Rice had to decide: Should she make the U.S. look worse and Obama look better by telling the whole truth, or keep quiet and make the U.S. look better and Obama worse? Her choice is instructive.

National Security Adviser Susan Rice, second from right, and Secretary of State John Kerry listen duirng President Barack Obama's joint news conference with Afghanistan's President Ashraf Ghani, Tuesday, March 24, 2015, in the East Room of the White House in Washington. (AP Photo/Jacquelyn Martin)
National Security Adviser Susan Rice, second from right, and Secretary of State John Kerry listen duirng President Barack Obama's joint news conference with Afghanistan's President Ashraf Ghani, Tuesday, March 24, 2015, in the East Room of the White House in Washington. (AP Photo/Jacquelyn Martin) AP

According to paragraph 67 of the new nuclear deal with Iran, IAEA inspectors in charge of monitoring the agreement may only be “from nations that have diplomatic relations with Iran.” This means that no inspectors will be American (unless the U.S. unexpectedly reestablishes the diplomatic ties with Iran that it severed in 1980).

This seems like a strange, telling concession by the Obama administration. But there’s an extremely good reason for Iran to insist on such conditions: during the U.N.’s weapons inspections of Iraq during the 1990s, some inspectors were American — and some of them were spies placed there in an apparent effort to conduct espionage against, and eventually overthrow, the Iraqi government. This was one of the key reasons Iraqi relations with the inspectors were so rocky, since Iraq repeatedly blocked inspection teams because of the presence of Americans.

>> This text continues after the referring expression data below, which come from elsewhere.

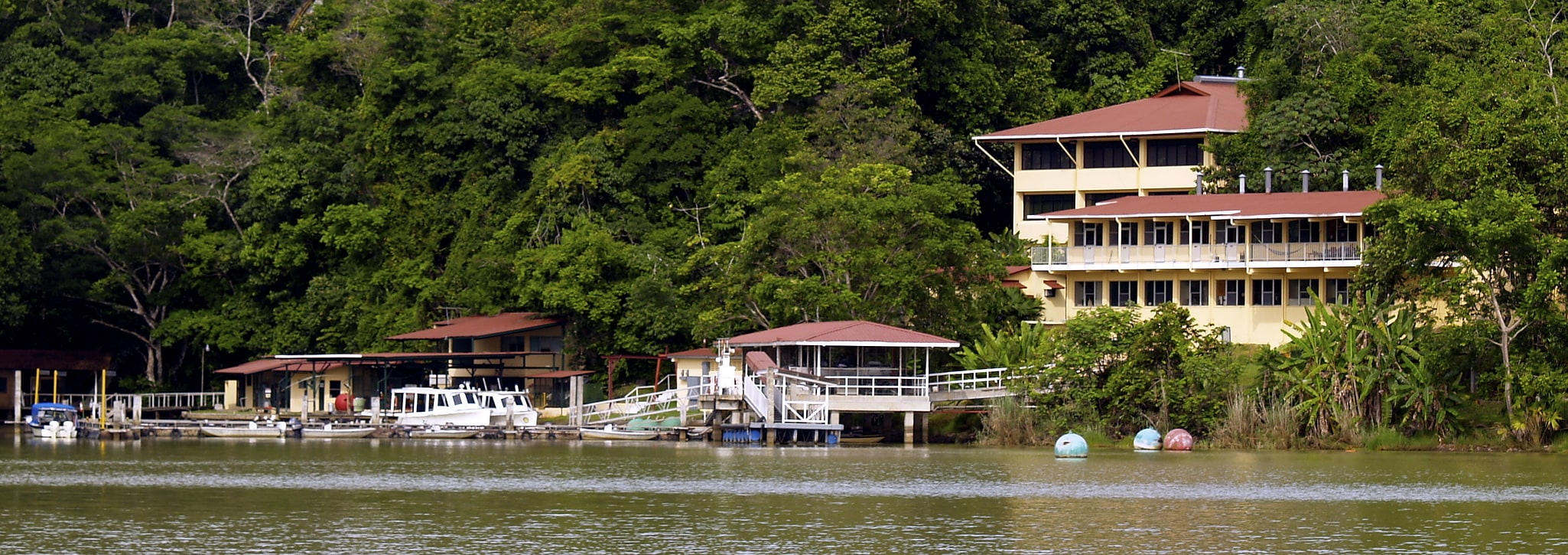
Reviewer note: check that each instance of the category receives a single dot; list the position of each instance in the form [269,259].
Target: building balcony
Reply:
[1224,256]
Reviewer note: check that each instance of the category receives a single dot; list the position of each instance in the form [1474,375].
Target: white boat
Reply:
[253,430]
[54,420]
[425,406]
[610,432]
[443,433]
[513,403]
[327,430]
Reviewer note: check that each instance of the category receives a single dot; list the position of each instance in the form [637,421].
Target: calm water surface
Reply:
[410,496]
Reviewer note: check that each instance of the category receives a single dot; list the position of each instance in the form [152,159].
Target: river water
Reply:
[418,496]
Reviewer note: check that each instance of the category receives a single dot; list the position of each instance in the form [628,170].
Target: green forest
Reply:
[197,182]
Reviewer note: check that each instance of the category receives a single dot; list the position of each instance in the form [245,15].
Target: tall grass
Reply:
[1012,423]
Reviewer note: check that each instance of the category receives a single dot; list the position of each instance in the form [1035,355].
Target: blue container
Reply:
[1148,439]
[1072,447]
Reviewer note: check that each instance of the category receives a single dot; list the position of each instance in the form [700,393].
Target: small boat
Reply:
[328,432]
[443,433]
[54,420]
[424,406]
[610,432]
[861,439]
[515,403]
[253,430]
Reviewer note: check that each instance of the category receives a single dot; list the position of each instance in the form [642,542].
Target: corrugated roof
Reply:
[43,360]
[697,353]
[1233,206]
[1186,107]
[760,361]
[841,333]
[483,327]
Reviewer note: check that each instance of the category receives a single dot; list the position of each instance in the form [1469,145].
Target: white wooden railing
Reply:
[969,380]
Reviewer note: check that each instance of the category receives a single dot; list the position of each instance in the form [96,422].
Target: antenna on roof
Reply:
[1178,61]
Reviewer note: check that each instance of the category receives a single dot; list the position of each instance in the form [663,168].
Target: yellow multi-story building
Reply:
[1112,198]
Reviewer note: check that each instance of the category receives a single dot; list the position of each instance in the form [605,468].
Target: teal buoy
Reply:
[1148,439]
[1072,447]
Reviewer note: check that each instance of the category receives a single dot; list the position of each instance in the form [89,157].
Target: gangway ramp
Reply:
[969,384]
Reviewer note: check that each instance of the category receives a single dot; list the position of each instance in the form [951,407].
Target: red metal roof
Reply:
[319,363]
[41,360]
[1235,206]
[697,353]
[483,327]
[760,361]
[1186,107]
[841,333]
[561,374]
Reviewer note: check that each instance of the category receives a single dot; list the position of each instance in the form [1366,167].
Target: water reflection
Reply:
[245,496]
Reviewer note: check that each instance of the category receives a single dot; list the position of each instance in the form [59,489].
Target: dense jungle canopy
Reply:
[268,176]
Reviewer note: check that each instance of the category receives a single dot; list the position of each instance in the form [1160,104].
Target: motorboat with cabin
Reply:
[425,406]
[54,420]
[509,403]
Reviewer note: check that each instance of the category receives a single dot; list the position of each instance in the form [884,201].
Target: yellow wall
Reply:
[1248,323]
[316,387]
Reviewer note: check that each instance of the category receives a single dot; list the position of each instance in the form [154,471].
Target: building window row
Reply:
[1206,233]
[1112,154]
[1228,292]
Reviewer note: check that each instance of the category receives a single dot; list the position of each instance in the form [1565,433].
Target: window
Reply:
[1302,292]
[1048,155]
[1126,234]
[1338,231]
[1157,292]
[1096,198]
[1176,152]
[1123,294]
[1233,234]
[1109,154]
[1085,292]
[1039,204]
[1303,231]
[1267,233]
[1159,233]
[1233,292]
[1266,292]
[1087,234]
[1338,290]
[1196,292]
[1194,233]
[548,344]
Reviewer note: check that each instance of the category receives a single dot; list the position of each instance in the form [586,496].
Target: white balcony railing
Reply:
[1194,256]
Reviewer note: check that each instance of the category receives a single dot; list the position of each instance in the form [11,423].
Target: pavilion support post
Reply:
[16,399]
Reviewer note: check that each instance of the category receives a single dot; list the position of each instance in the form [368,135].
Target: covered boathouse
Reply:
[808,375]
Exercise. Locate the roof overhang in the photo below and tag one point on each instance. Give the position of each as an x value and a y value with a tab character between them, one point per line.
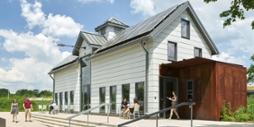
54	70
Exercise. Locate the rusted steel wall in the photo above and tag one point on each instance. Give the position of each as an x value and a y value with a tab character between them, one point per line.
214	84
204	91
231	85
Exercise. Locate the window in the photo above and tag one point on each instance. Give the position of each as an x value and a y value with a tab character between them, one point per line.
61	98
71	97
197	52
66	98
126	92
172	51
86	92
56	98
190	90
185	29
102	98
113	99
94	49
139	91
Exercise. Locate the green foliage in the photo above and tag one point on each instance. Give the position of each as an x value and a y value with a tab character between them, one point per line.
3	92
227	114
250	71
5	104
240	115
33	93
236	11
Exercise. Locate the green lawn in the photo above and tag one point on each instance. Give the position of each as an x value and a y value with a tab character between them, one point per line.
5	103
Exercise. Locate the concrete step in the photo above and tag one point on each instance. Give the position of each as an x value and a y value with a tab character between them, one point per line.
63	122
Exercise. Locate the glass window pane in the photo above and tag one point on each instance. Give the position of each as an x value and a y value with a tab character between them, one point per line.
197	52
139	90
126	92
56	98
171	51
71	97
66	98
102	98
113	99
189	90
185	28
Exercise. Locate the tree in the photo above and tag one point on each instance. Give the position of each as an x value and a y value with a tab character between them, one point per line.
251	71
4	92
236	11
45	93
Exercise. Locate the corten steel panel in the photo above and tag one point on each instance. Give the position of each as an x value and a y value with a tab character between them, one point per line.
214	84
231	85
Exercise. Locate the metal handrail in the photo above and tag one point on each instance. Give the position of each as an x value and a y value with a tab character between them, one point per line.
190	104
88	111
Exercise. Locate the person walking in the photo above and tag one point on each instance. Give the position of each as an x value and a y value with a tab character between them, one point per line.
27	105
14	111
173	105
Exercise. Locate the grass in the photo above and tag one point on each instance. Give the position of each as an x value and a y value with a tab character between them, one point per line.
242	114
250	87
5	103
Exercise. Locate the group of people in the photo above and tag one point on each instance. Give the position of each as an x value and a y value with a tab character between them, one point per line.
128	109
27	105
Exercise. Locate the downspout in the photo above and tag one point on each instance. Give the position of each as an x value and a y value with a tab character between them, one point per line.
53	98
142	43
80	82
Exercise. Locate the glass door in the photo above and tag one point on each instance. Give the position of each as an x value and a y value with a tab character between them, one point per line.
102	98
113	99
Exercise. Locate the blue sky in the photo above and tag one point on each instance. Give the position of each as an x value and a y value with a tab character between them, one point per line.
30	29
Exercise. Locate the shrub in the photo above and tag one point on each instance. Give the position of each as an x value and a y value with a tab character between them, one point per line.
241	114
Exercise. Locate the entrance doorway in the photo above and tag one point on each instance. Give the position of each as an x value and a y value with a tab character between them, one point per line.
167	85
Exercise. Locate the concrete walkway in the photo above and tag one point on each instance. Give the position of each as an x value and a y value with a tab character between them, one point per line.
21	120
152	123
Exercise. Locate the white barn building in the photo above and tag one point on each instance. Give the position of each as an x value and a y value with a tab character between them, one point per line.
123	62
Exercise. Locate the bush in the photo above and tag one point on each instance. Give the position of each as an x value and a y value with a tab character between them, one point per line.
240	115
5	104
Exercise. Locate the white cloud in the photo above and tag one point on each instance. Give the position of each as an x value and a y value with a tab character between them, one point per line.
225	57
146	7
51	25
33	13
40	50
95	1
41	55
61	25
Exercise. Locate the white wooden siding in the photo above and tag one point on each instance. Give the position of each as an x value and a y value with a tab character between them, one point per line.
185	50
67	79
122	66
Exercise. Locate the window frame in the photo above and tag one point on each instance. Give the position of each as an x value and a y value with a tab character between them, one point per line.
113	105
66	98
142	103
188	28
175	54
71	97
102	109
56	98
192	90
200	54
129	87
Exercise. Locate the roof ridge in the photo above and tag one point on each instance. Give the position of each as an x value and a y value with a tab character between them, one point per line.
92	33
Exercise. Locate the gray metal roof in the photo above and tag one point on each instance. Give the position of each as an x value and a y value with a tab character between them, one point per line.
66	61
111	22
93	38
139	29
148	25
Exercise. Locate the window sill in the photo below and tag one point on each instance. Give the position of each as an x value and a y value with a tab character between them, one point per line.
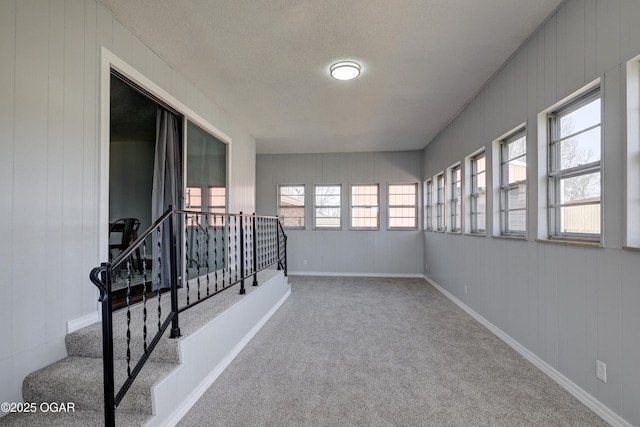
571	243
476	234
507	237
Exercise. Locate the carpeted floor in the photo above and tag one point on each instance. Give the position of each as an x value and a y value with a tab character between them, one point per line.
346	351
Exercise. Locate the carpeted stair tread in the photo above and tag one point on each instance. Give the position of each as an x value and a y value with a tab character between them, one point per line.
87	342
79	380
77	418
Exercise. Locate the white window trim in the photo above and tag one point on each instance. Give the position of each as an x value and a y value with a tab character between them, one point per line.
315	227
279	206
440	205
470	164
428	204
351	206
503	187
416	206
449	200
543	221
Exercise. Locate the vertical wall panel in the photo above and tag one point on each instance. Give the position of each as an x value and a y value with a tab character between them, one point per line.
629	28
580	299
613	157
562	60
55	166
49	165
73	151
550	61
29	191
607	35
630	318
575	53
590	40
90	176
7	117
609	327
330	251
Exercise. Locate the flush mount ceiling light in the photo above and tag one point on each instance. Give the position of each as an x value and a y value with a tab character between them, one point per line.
345	70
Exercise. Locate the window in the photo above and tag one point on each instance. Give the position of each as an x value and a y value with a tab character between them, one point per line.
428	205
217	204
193	202
364	206
513	184
454	201
328	206
440	182
291	205
403	205
478	196
575	183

But now the no-Americans-allowed-in-Iran clause has become a talking point in right-wing media. And when Wolf Blitzer recently interviewed National Security Advisor Susan Rice on CNN, he felt it was so crucial that he did what television hosts almost never do: question a powerful guest until they get a straight answer out of them.

BLITZER: No Americans will directly be involved in any on the ground inspections in Iran, is that right?

RICE: Wolf, yes, the IAEA, which is a highly respected international organization, will field an international team of inspectors. And those inspectors will, in all likelihood, come from IAEA member states, most of whom have diplomatic relations with Iran. We, of course, are a rare exception.

BLITZER: So no one…

RICE: The British have diplomatic relations…

BLITZER: — so no Americans…

RICE: — the French…

BLITZER: — will be — I just want to be precise on this … No Americans will be on the ground in Iran actually inspecting?

RICE: No Americans will be part of the IAEA inspection teams.

BLITZER: Will Americans be outside of the IAEA inspection teams? … I’m talking about American government officials or military officials who could be inspecting … I take it they will not be doing that?

RICE: I don’t anticipate that, no.

Rice here was caught between two unpleasant options, and it’s significant which one she chose. On the one hand, she didn’t want to candidly acknowledge something that, shorn of historical context, makes the Obama administration look bad. But she clearly preferred that to making the Obama administration look better by explaining the context that would make the United States look horrible.

Also significant is that Wolf Blitzer personally covered the issue of U.S. espionage against Iraq during the 1990s — yet as much as he wanted to ask Rice hard questions, he scrupulously avoided questions that would have been even harder.